In the UK, you can notify the Bereavement Register, which stops mail being sent to the deceased, suggests Age UK. In Australia, you must fill out an Advice of Death form to notify the Department of Human Services.

If your loved one had social media accounts or another online presence, look into downloading any information or photos you’d like to keep and deleting or deactivating the rest. Each online account has instructions. (For instance, here’s what Facebook has to say.)

Get multiple copies of the death certificate. You’re going to need one to close every account held in your spouse's name. It was one of the things that surprised Kristen Brown, who used almost 20 to settle her husband’s estate. “You need so many copies,” she said. “I even needed one to close a Kohl’s charge account he had.”

You may also need a copy if you travel with children internationally. “I have been asked at border patrol to show my husband’s death certificate to prove I’m not removing my daughter from the country without his knowledge,” Brown said. “It doesn’t happen every time, but be prepared.”

Start estate proceedings. If your loved one had a will, “notify your solicitor or lawyer, as well as the executor of the estate,” Evans said. “You can then plan the next steps, ensuring that everything you do is legally correct and compliant.” If there was no will, the state will name an executor or administrator of the estate. The laws vary depending on where you live. In some US states, for instance, the spouse automatically inherits everything, but that’s not the case everywhere. In New Zealand, for instance, the estate is divided among the spouse and children.

Take an inventory. Settling your loved one’s estate could be complicated, depending upon family structure, relationships and whether your spouse conveyed his or her wishes clearly before he or she died.

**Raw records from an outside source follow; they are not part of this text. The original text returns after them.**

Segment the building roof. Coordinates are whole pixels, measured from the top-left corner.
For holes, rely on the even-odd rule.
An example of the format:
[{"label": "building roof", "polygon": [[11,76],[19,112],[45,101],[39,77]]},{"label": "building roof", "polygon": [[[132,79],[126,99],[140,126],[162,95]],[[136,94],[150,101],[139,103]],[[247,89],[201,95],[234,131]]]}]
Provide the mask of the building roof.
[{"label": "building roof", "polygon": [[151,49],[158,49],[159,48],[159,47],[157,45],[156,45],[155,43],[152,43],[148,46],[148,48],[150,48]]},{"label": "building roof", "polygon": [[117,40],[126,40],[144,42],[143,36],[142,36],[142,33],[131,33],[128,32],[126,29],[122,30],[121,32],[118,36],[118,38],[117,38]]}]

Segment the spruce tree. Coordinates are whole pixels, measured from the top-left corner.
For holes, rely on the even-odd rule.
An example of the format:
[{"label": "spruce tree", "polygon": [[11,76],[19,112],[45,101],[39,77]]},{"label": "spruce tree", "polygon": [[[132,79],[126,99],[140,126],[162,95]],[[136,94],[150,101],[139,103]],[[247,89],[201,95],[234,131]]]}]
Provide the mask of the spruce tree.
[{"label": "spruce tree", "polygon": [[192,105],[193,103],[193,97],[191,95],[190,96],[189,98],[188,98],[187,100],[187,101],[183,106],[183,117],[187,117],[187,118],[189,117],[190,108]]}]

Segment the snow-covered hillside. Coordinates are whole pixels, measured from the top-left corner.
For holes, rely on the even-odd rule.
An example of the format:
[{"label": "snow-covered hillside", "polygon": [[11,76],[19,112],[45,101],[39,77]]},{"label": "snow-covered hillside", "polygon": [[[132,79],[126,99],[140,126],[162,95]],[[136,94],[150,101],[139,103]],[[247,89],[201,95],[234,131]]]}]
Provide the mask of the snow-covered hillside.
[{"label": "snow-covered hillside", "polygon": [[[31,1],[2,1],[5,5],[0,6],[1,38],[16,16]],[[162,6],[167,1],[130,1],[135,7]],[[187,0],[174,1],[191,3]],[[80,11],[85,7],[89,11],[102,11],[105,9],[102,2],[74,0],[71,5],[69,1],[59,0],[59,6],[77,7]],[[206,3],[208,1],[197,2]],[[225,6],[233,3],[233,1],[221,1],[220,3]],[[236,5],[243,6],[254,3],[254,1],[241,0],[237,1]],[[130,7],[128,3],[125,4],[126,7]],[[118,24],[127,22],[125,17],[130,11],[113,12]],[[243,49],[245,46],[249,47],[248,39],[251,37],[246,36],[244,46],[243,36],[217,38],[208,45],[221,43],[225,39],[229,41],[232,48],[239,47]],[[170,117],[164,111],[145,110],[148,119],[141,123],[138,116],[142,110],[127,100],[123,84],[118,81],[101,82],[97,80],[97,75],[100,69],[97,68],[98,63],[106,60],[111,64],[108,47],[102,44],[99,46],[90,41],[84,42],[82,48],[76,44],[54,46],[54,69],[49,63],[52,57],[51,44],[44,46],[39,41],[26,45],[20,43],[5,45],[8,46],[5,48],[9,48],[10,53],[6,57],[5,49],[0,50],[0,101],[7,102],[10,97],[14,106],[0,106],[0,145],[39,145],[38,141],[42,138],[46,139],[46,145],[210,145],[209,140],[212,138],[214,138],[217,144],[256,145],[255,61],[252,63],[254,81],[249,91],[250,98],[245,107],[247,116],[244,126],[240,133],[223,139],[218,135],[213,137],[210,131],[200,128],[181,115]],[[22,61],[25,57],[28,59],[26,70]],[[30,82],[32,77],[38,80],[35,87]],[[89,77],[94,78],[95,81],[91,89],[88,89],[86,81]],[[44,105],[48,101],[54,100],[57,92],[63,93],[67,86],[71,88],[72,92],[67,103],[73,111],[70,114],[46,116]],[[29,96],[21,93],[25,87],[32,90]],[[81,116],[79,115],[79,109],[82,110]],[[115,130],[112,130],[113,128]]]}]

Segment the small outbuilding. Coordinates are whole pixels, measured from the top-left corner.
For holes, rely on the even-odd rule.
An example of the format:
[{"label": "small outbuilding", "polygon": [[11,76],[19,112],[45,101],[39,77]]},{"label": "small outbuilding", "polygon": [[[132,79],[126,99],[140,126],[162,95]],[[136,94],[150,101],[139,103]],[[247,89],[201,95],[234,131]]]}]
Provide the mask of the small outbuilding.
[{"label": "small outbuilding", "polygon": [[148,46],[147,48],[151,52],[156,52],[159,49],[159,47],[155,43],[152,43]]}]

Walk through your house and take photos or a video of contents and valuables following your spouse’s death. “Even in the most communicative of families, issues invariably arise over who’s going to get what,” said Sally Hurme, an elder law attorney with AARP and author of the Checklist for Family Survivors. “A video representation can be very valuable.”

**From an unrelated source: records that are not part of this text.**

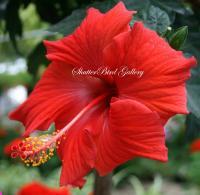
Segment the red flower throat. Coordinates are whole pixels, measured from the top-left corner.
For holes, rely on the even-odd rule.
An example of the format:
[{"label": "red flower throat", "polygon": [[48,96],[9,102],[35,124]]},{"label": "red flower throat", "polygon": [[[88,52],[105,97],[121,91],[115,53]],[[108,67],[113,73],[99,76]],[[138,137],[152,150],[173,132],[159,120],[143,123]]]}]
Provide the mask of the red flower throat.
[{"label": "red flower throat", "polygon": [[63,129],[57,130],[52,135],[45,134],[37,137],[28,137],[18,145],[13,145],[11,157],[20,157],[27,166],[39,166],[53,156],[54,148],[58,148],[61,139],[66,139],[67,131],[90,109],[108,97],[108,93],[98,96],[83,108]]}]

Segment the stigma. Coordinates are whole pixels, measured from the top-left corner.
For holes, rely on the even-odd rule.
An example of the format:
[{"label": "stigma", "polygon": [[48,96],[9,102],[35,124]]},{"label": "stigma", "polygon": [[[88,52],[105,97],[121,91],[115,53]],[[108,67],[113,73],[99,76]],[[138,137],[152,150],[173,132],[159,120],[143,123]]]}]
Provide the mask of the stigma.
[{"label": "stigma", "polygon": [[108,93],[105,93],[96,97],[61,130],[57,130],[53,134],[30,136],[22,140],[18,145],[12,146],[11,157],[20,157],[27,166],[39,166],[46,163],[53,156],[55,148],[59,147],[63,139],[66,139],[68,130],[90,109],[105,100],[107,96]]},{"label": "stigma", "polygon": [[54,139],[56,132],[41,136],[27,137],[18,145],[11,147],[11,157],[21,158],[27,166],[39,166],[46,163],[53,155],[60,142]]}]

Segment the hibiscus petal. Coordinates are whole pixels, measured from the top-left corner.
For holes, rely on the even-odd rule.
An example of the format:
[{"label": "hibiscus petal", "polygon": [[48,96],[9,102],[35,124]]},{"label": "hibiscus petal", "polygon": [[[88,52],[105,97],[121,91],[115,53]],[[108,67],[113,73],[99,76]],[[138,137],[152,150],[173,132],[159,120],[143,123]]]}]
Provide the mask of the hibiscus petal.
[{"label": "hibiscus petal", "polygon": [[60,184],[82,187],[85,183],[83,177],[94,167],[96,157],[96,146],[90,132],[72,129],[58,153],[63,165]]},{"label": "hibiscus petal", "polygon": [[195,58],[185,58],[141,22],[104,49],[104,63],[119,68],[118,72],[122,67],[144,71],[141,78],[134,73],[115,75],[119,96],[157,111],[163,124],[174,114],[187,113],[185,81],[196,64]]},{"label": "hibiscus petal", "polygon": [[101,66],[103,48],[114,36],[130,29],[132,14],[122,2],[105,14],[90,8],[72,35],[59,41],[45,41],[48,59],[88,69]]},{"label": "hibiscus petal", "polygon": [[160,118],[145,105],[134,100],[115,100],[107,124],[99,138],[95,165],[101,175],[133,157],[167,161]]},{"label": "hibiscus petal", "polygon": [[24,124],[25,135],[46,130],[52,122],[63,128],[103,90],[99,79],[73,77],[71,71],[63,63],[52,63],[28,100],[10,114],[11,119]]}]

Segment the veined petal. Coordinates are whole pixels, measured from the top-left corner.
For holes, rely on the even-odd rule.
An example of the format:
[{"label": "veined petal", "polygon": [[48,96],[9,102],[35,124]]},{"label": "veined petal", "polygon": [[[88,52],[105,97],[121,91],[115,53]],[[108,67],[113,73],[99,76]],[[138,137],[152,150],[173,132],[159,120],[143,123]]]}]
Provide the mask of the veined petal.
[{"label": "veined petal", "polygon": [[99,138],[95,167],[101,175],[134,157],[167,161],[159,116],[134,100],[114,100]]},{"label": "veined petal", "polygon": [[46,130],[52,122],[63,128],[80,110],[103,90],[102,82],[92,77],[73,77],[71,68],[52,63],[29,98],[10,114],[26,127],[25,135]]},{"label": "veined petal", "polygon": [[113,37],[128,31],[132,11],[122,2],[105,14],[90,8],[87,17],[75,32],[59,41],[45,41],[47,58],[88,69],[102,66],[102,51]]},{"label": "veined petal", "polygon": [[144,103],[159,113],[163,124],[174,114],[187,113],[185,81],[196,60],[172,49],[142,23],[118,35],[104,49],[104,60],[111,67],[144,71],[140,78],[136,74],[115,76],[119,97]]},{"label": "veined petal", "polygon": [[83,177],[94,167],[96,146],[86,129],[72,129],[63,140],[58,153],[62,160],[60,184],[82,187]]}]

Consult a professional. Some financial transfers involve reams of paperwork and some have tax implications, so someone with a complicated estate should consult a financial advisor you trust. “It may be appropriate to reevaluate your financial plan, because your needs may be different,” Hurme said. “There may be life insurance proceeds that need to be invested, or there may be a reduction in social security or pension benefits.”

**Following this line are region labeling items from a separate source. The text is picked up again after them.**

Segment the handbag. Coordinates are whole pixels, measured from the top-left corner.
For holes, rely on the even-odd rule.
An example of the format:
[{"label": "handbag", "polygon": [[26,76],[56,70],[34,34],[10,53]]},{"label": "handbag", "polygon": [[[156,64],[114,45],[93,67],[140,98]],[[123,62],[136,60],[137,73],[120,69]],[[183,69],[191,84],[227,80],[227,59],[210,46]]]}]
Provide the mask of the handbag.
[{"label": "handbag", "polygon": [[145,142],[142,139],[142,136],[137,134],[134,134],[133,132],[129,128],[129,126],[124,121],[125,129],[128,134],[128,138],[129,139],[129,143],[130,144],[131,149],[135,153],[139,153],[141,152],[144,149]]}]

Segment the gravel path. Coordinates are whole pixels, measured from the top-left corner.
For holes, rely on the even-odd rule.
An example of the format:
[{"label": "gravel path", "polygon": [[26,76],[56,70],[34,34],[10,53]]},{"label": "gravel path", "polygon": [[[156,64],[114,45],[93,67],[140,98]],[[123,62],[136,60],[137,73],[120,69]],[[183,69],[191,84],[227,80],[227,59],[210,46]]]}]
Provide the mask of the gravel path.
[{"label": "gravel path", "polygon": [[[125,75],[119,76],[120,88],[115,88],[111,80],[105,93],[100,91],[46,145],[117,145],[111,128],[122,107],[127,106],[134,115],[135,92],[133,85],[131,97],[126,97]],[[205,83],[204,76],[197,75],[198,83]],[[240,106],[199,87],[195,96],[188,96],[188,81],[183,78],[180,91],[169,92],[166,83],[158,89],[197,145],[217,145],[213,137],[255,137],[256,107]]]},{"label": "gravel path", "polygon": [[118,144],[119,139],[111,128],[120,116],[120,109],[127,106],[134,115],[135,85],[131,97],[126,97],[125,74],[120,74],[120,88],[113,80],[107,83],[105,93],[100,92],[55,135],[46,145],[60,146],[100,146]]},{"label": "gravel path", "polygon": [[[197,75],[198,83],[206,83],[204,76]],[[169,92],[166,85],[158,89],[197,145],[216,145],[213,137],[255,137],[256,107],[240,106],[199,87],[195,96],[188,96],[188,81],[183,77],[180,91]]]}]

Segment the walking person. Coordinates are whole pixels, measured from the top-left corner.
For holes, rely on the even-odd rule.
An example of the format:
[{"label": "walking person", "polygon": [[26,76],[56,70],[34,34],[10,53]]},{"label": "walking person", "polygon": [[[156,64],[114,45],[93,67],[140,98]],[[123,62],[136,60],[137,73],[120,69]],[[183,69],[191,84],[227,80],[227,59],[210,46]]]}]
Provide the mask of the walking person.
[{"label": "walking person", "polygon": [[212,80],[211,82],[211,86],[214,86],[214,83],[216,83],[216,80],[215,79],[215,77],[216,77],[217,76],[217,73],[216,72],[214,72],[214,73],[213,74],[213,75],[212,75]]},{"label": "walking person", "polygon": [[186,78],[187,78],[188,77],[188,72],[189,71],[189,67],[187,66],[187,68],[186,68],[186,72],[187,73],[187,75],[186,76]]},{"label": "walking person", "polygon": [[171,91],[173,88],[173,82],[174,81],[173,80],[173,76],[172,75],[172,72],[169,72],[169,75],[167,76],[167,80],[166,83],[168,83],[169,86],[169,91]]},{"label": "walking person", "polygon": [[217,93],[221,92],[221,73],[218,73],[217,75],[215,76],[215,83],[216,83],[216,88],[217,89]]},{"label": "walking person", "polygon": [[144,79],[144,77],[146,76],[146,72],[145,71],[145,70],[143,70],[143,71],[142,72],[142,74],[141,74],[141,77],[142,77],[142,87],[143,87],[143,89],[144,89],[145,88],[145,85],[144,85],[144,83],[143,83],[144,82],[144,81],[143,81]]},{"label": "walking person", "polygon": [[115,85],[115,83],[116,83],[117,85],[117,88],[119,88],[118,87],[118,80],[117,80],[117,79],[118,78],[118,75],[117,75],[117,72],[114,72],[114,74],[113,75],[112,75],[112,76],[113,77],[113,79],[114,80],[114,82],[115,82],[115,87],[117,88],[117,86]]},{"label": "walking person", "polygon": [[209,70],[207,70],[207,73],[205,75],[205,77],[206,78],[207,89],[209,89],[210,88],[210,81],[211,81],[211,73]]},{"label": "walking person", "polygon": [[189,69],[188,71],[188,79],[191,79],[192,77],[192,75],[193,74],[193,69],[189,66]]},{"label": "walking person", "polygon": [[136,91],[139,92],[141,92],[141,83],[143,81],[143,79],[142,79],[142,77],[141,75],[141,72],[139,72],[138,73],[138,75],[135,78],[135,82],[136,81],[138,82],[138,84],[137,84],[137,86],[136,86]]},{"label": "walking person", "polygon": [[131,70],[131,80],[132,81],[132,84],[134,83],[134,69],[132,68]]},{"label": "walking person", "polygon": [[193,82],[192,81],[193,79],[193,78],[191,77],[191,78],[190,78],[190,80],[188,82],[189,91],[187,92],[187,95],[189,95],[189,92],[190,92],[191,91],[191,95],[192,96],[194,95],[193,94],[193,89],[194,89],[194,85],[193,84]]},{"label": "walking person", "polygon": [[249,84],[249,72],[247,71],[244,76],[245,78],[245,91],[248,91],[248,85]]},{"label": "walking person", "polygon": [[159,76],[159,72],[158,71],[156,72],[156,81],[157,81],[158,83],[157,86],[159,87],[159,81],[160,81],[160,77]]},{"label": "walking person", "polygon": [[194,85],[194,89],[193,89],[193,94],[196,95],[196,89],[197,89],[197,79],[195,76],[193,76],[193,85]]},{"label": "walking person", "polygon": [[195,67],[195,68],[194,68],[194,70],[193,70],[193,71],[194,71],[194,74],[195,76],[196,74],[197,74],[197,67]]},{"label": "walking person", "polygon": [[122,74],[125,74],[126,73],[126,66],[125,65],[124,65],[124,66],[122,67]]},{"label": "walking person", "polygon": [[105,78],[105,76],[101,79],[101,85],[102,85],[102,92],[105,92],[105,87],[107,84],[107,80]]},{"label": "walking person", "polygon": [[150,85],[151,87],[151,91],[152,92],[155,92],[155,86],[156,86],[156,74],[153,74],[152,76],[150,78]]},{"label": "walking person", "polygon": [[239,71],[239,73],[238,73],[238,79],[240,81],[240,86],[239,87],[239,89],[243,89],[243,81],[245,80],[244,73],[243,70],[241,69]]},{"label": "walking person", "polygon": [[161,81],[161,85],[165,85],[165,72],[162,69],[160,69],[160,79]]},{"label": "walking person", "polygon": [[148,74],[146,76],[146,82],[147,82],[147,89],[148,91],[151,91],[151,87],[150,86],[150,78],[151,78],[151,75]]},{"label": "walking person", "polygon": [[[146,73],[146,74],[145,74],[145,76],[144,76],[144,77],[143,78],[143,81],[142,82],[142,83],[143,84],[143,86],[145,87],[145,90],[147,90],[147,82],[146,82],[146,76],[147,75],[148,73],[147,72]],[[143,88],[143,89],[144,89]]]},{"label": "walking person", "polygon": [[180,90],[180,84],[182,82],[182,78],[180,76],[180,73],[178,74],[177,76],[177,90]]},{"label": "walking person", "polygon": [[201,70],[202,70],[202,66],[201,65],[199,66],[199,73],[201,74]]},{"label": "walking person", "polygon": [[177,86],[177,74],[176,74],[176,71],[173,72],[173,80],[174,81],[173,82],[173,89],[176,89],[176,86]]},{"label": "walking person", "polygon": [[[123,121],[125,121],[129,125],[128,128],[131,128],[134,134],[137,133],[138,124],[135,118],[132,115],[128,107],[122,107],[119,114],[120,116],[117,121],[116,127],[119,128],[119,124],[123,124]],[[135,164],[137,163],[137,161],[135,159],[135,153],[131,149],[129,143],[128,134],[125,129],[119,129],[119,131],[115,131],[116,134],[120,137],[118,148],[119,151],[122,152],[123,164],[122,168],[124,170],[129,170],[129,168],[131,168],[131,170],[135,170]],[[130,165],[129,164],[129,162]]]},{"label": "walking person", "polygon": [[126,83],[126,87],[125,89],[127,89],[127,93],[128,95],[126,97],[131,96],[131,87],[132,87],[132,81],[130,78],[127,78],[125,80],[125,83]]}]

Look carefully at income and how long it's going to last. For instance, in the UK you will continue to receive the Married Couple’s Allowance for the rest of the tax year but not after that.

Do it later: Ignore Uncle Marty. “You will get a lot of free advice from well-meaning friends and family,” Hurme said. “They’ll say, ‘You ought to invest in this wonderful stock’ or ‘You need to sell your house tomorrow and move in with us’. Take your time and be sure you have good financial advice.”

Give big decisions some time. “I think a lot of widows feel they need to get knee-deep into what to do with their investments,” Thornton said. “It’s best to let the dust settle. Give it a few weeks or a couple of months to get your bearings and begin to adjust.”

Consider whether your circumstances must change. Depending on your age and that of your children, you might be better off downsizing or moving closer to family. “Ultimately, you’ll need to think about whether you’re living in a community or city that makes sense long term,” Thornton said.

Do it smarter: Understand that people will say stupid things. “At least one person you know is going to say something insensitive or goofy,” Fleet said. “My hall-of-famer was at my husband’s funeral, and I was told that I would forget all about him when I got a new boyfriend. I still don’t have a comeback for that one.”